Si bien la Ley 23 ya ha entrado formalmente en vigencia, se espera que pase un tiempo antes de que el Ejecutivo la reglamente mediante los organismos de supervisión (la Ley le ha concedido 120 días para aquella tarea), lo que significa que a estos les corresponderá emitir (a corto plazo) los acuerdos y resoluciones que reemplazarán las reglas previas de identificación de clientes, monitoreo y entrega de reportes a las autoridades, o bien deberán crear nuevas reglas, cuando sea el caso.

Uno de los cambios más interesantes es también el que posa uno de los mayores retos para el sector público. Se trata de la creación de la Intendencia de Supervisión y Regulación de Sujetos no Financieros, la cual, aunque su nombre no lo dice, también regirá a los profesionales que realicen actividades que de acuerdo a la Ley son sujetas a supervisión por el riesgo de abuso asociado con ellas. La Intendencia que ha sido creada aglutinará a varios sectores y como tal reemplazará a la Junta Técnica de Bienes Raíces del Ministerio de Comercio e Industrias, la gerencia de la Zona Libre de Colón, la Lotería Nacional de Beneficencia y la Junta de Control de Juegos del Ministerio de Economía y Finanzas, entre otros.   

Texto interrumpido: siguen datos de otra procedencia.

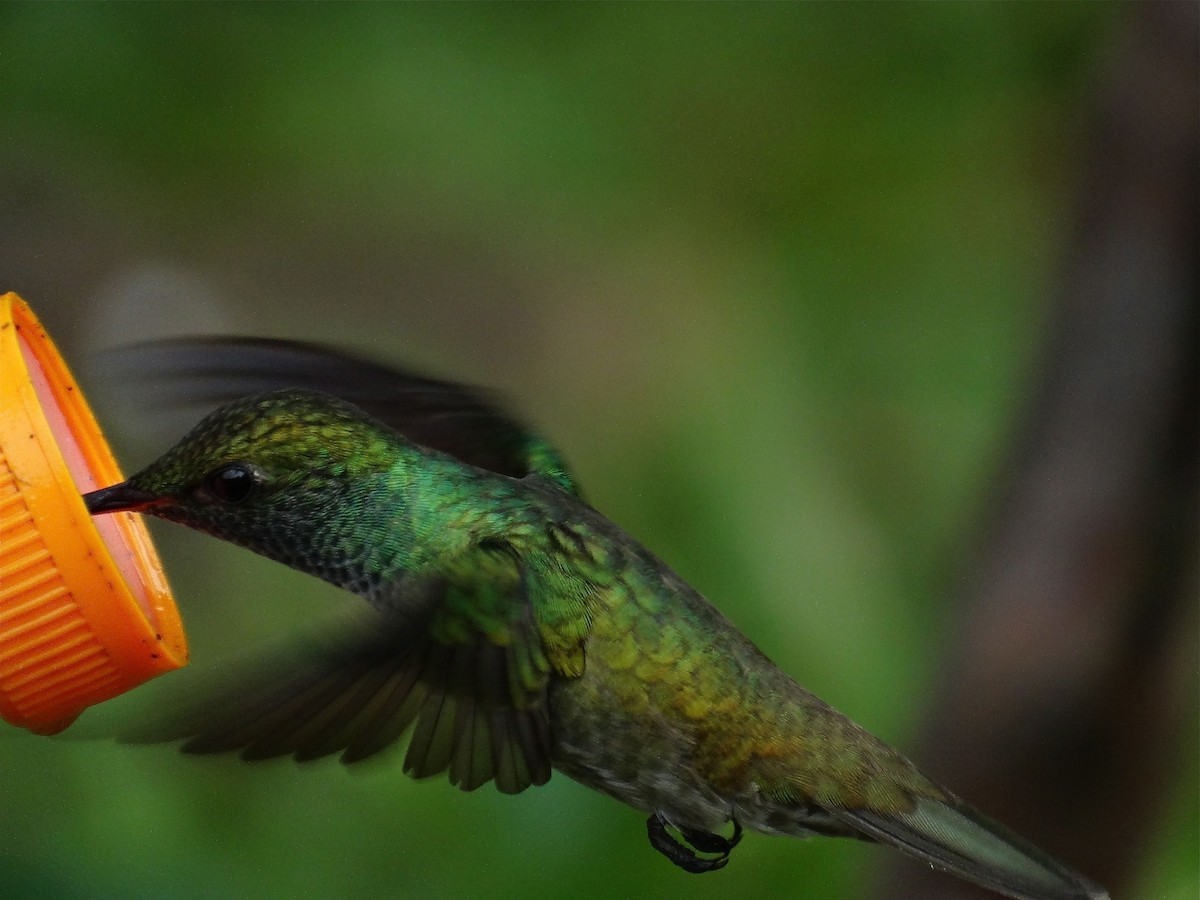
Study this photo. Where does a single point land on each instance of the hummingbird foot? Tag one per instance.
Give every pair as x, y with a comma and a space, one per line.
685, 856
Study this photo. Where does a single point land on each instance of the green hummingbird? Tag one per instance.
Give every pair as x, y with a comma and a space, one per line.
513, 628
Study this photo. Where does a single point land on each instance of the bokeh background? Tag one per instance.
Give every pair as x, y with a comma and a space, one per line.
779, 279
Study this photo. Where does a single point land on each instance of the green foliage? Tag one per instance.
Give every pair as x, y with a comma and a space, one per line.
772, 275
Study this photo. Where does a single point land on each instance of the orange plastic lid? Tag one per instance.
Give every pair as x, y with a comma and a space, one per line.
85, 612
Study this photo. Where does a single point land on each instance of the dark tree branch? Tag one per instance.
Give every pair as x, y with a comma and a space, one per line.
1063, 707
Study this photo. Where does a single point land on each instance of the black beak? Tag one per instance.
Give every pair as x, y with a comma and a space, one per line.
119, 498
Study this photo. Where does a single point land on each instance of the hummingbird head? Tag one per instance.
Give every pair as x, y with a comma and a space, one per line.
280, 473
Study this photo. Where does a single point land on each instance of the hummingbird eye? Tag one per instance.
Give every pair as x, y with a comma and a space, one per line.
233, 483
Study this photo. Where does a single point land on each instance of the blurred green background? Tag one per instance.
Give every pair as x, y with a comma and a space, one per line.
774, 276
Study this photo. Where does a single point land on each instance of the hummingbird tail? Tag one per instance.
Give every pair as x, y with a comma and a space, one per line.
957, 839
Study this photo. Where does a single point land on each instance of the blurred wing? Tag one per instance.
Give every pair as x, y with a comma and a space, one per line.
459, 663
207, 372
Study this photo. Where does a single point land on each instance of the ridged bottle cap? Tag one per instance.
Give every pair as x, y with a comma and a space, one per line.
85, 612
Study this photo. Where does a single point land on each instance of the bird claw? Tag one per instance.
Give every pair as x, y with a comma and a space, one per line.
685, 856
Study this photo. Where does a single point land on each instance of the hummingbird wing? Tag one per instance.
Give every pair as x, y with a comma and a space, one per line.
202, 373
459, 659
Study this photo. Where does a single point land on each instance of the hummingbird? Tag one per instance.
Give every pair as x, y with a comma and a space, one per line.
510, 628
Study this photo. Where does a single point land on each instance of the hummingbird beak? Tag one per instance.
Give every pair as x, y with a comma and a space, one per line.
120, 498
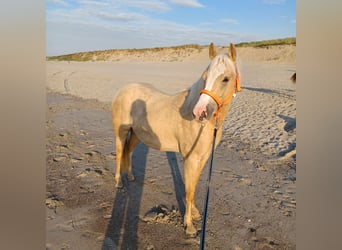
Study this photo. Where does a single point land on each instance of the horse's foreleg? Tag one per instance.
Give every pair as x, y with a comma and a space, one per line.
192, 172
190, 179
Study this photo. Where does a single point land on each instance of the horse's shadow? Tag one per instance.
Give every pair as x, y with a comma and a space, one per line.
122, 229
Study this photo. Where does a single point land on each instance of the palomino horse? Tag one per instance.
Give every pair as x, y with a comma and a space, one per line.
183, 122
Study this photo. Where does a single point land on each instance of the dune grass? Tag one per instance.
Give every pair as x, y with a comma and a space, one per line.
266, 43
102, 55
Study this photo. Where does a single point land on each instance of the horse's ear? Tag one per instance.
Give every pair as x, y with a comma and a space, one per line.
212, 51
232, 52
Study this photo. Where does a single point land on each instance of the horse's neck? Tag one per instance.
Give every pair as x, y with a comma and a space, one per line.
194, 93
189, 99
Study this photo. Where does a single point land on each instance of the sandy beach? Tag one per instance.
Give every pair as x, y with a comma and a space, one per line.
253, 202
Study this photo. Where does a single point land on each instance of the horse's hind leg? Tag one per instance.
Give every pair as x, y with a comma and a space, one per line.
121, 140
132, 141
119, 157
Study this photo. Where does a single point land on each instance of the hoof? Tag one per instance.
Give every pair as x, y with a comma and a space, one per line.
195, 215
130, 177
191, 231
119, 184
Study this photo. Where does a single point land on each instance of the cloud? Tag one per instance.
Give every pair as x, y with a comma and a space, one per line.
230, 21
188, 3
147, 5
273, 2
122, 17
59, 2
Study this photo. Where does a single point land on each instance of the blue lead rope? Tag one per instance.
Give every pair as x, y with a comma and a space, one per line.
205, 209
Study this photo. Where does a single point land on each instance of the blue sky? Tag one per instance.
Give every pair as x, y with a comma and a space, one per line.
87, 25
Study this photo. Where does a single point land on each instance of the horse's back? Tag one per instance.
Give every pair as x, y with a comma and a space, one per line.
132, 99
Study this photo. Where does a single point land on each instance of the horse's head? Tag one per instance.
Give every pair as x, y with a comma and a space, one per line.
221, 80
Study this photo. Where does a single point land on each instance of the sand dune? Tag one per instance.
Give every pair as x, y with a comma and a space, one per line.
253, 203
263, 114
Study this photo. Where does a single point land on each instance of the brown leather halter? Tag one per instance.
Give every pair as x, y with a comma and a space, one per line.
218, 101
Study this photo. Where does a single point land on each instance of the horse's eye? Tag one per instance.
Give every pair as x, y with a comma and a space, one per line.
225, 79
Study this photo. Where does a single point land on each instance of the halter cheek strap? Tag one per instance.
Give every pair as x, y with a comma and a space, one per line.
218, 101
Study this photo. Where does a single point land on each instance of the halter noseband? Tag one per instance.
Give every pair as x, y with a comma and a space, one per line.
220, 104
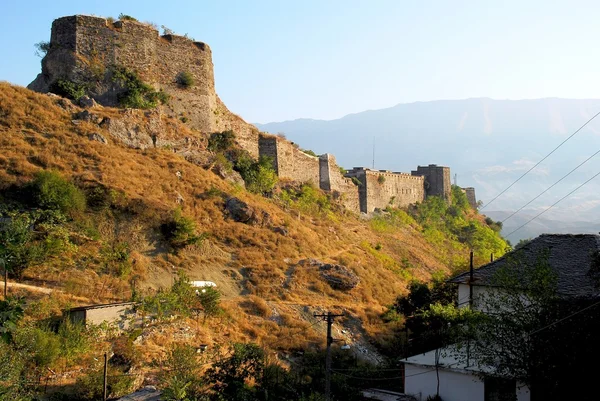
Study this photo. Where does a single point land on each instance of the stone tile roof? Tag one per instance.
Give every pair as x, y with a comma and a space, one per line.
569, 255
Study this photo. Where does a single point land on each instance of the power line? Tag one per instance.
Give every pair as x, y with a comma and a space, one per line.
564, 318
551, 206
538, 163
551, 186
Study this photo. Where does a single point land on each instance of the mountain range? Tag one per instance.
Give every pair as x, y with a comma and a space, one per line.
487, 143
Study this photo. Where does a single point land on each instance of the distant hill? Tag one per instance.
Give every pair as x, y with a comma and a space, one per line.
487, 143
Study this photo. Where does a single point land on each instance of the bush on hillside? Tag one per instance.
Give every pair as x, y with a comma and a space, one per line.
51, 191
185, 79
180, 231
69, 89
137, 94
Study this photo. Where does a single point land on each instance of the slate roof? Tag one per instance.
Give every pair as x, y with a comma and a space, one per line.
569, 255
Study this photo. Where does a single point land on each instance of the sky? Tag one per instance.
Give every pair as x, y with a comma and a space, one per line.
281, 60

El reto de la nueva Intendencia no sólo será contar con un presupuesto adecuado para llevar a cabo sus delicadas funciones, sino también el de contar con personal especializado en cada rama del comercio o ejercicio profesional cuyas actividades deberá regular y supervisar para asegurarse que todas las empresas y profesionales bajo su control (cuyo número se estima en las decenas de miles) jueguen el rol que les corresponde en esta lucha.  Parece utópico pensar que 120 días van a ser en la práctica suficiente para conformar este equipo de trabajo y reglamentar la Ley con respecto a cada una de las actividades comerciales y profesionales bajo su supervisión, pero, por el bien de nuestra economía, ojalá Panamá demuestre nuevamente al mundo que puede cumplir con los objetivos y metas que se traza.